In a market where prices, salaries, bonuses and the number of people circling on the few available properties are all HIGH, its easy to get caught up in the old myth that you MUST put down 20% to buy a home in San Francisco. It has actually stopped many would-be buyers from owning a home, an is a concept/mindset from generations ago. Many experts, including parents and financial advisors, have stated you must put down 20% in order to have skin in the game and really be serious about buying. In fact, making a large down payment on a home can sometimes put your money more at risk than making a significantly lower down payment.

There are some obvious loan products in the market that allows for lower down payment, including FHA and USDA loans. down payment assistance programs and also piggy back loans (splitting the balance into 2 mortgages). While these may not always be optimal on San Francisco properties, there are surrounding markets in the Bay Area that have a better climate of properties that match with such loans. However, in the city or outside it, there are 3 and 5% down loan options (conventional loan programs) that can make a lot of sense and have attractive financing caveats.

Recently, I was working with a buyer that had struck out on 2 previous offers where he was intending to put down 20%. In a strong market like the one we are in here in the Bay Area, faster appreciation rates can be put to work for you and allow for a lower down payment but also a higher potential sales price point, thus making you more competitive. In the case of my buyer, we looked at a solid 15% down payment program with no PMI and still very good interest rates. This allowed him to come in at a higher price point and finally win his offer. 6 months later, due to appreciation, we are refinancing him as if he had put down 20% in the first place into a more traditional product. He got in, rode some appreciation from the Bay Area market, and let the market make up the difference for him in short time.

In most all cases, there are no differences in costs between loans with less than 20% down and those with. Underwriting guidelines can vary, of course, so its important to be fully pre-underwritten in advance of making any offers with this strategy. Ultimately, it can be to your advantage to look at putting down less than 20%.

  • You leave more cash available to yourself, in the event of something unforeseen or to perhaps make some initial improvements/enhancements to the home right away.

  • You are able to buy sooner. Don’t let the market get away from you, just get IN.

  • You can invest cash elsewhere, where it can actually earn you a better return.

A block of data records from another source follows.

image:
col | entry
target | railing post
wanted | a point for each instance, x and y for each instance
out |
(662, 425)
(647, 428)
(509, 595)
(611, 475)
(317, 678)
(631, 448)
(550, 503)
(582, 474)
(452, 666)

There is the “PMI” argument, on the other side. This is an insurance you will have to pay for not putting down 20% in the first place. Despite all its negative appearance, PMI is actually a good investment. Over the last 5 years, PMI has yielded a 520 percent return to homebuyers that took it on. On average, a buyer taking on PMI (for the short run) has paid out pennies in comparison to what they have netted back in appreciation from a hot real estate market. Definitely some food for thought for Bay Area buyers as we rethink the entire mindset of how much should we be putting down when buying a home.